Pada achir September 45 Inggris mendarat di Jakarta dan panglima Inggris, Jendral Christison seakan2 mengakui republik secara de facto, namun Inggris merasa enggan (malas tidak berkepentingan) untuk berperang dengan republik. Justru charisma dan dominasi tokoh Sukarno-Hatta serta dukungan terhadap republik mau dipakai Inggris untuk mendarat secara damai di Jakarta dan menunaikan tugas2 mereka dalam perang dunia ke-II sebaik mungkin dengan beaya dan korban sesedikit mungkin Tugas mereka yang utama adalah pembebasan tawanan2 kamp2 Jepang dan perucutan senjata Jepang serta pengembalian tentara Jepang dari Indonesia.

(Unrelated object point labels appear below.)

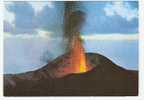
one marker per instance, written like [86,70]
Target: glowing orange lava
[78,57]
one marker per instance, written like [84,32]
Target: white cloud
[9,16]
[39,34]
[46,34]
[38,6]
[115,36]
[122,9]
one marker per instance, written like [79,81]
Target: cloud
[9,16]
[39,6]
[115,36]
[45,34]
[40,34]
[123,9]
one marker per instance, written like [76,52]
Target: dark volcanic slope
[105,79]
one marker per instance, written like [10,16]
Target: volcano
[105,78]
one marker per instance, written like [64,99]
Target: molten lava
[78,59]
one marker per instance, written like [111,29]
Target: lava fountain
[74,61]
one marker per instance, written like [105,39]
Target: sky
[114,22]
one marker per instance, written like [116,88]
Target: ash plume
[73,20]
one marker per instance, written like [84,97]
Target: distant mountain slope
[106,78]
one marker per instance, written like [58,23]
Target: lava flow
[78,59]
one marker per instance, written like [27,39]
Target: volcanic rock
[104,79]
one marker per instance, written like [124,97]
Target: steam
[73,20]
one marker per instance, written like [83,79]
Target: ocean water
[22,55]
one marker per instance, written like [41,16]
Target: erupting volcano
[78,59]
[75,73]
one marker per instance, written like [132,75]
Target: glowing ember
[78,57]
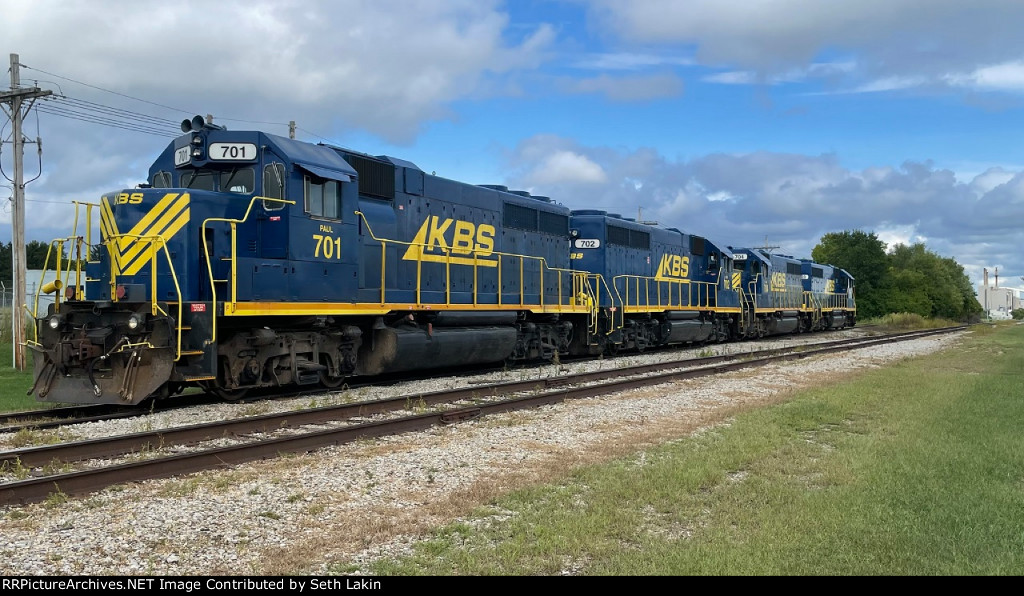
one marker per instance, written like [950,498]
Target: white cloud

Tugas2 ini ditekankan oleh Inggris dan tidak pengembalian status quo di Indonesia seperti diingini oleh Belanda.
Biarpun Belanda pada permukaan sangat kaget dan protes terhadap jendral Christison namun sebenarnya setelah minggu pertama pendaratan tentara Inggris di Jakarta y.i. pada tgl 9 Okt. Logeman sudah mulai mengakui bahwa "kewibawaan Belanda di Hindia telah mengalami tamparan selama perang dunia....". Tjarda, Gubernur Jendral terachir dari Hindia Belanda yang baru dibebaskan dari tawanan Jepang tidak dikirim kembali ke Jakarta. Wakilnya Van Mook diserahi kepercayaan selama beberapa tahun memegang pucuk pimpinan soal2 Indonsia, Van Mook terkenal sebagai lebih "progressif" daripada Tjarda.
Campur tangan Inggris dalam persoalan2 Indonesia bukan saja disebabkan karena persetujuan2 diantara ke-empat negara besar sekutu (Belanda tidak termasuk ini) akan tetapi juga karena Inggris mempunyai kepentingan2 di Eropa. Arti dari yang terachir ini adalah bahwa Inggris berkepentingan akan hubungan2 baik dengan Nederland, maka dari itu Inggris biarpun perang Pasifik secara resmi telah selesal bersedia untuk menunaikan tugas2nya. Hal yang terachir ini dijadikan modal Belanda untuk mengadakan pembicaraan dengan Inggris atau untuk menuntut dari Inggris untuk mengembalikan status-quo di Indonesia. Pada 15 Okt. Inggris, y.i. perdana menteri Atlee yang terkenal sebagai orang yang tidak mau berpanjang-lebar, menjawab Belanda dengan tegas dan singkat bahwa Inggris tidak bersedia untuk memerangi republik dan sebaiknya Belanda berunding dengan pimpinannya yang sekarang. Atlee bersedia menjadi perantara. Sejak itu tidak ada jalan lain bagi Belanda kecuali perundingan. Sebenarnya jawaban Inggris ini sudah harus diduga mengingat politik Inggris sendiri di Burma terhadap Aung San, dil, tokoh2 nasionalis "ciptaan Jepang". Aneh bahwa dalam dokumen2 Belanda politik Inggris di Burma sama sekali tidak disebut,. Apa ini karena ke-tidak-tahuan, ketidak insyafan akan itu atau karena hal2 lain? Dokumen terachir dari jilid I kumpulan dokumen2 tsb. adalah persetujuan kabinet Nederland bahwa Jendral Christison menjamu makan malam bersama dengan tamu-tamunya: Van Mook dan Sukarno. Jalan pertama pengakuan kedaulatan republik Indonesia.
Bagi sejarawan atau bukan, bagi orang Indonesia atau Belanda sekarang ini berdiri satu fakta bahwa sebelum pengakuan resmi pada achir 1949, telah berlangsung 5 tahun penderitaan dan pengorbanan didua belah pihak. Apakah pengorbanan2 dan penderitaan ini hanya karena kekurangan pengetahuan (ingorance), sentimen, takut kehilangan muka atau hal2 yang memang betul prinsipill ataupun menyangkut kepentingan2 hidup-mati bangsa. Sebagai catatan terachir mungkin dapat dikemukakan bahwa kemakmuran ekonomi dan penikmatannya secara merata di Nederland sebenarnya baru datang setelah 1950. Apakah salah suatu sebab bukan dengan kehilangan koloni2 maka modal Belanda terpaksa ditanamkan didalam negeri, dalam Nederland sendiri, yang tentunya mengakibatkan industrialisasi dalam negeri, pemberian lapangan pekerjaan dalam negeri dan meningkatkan kemakmuran dalam negeri.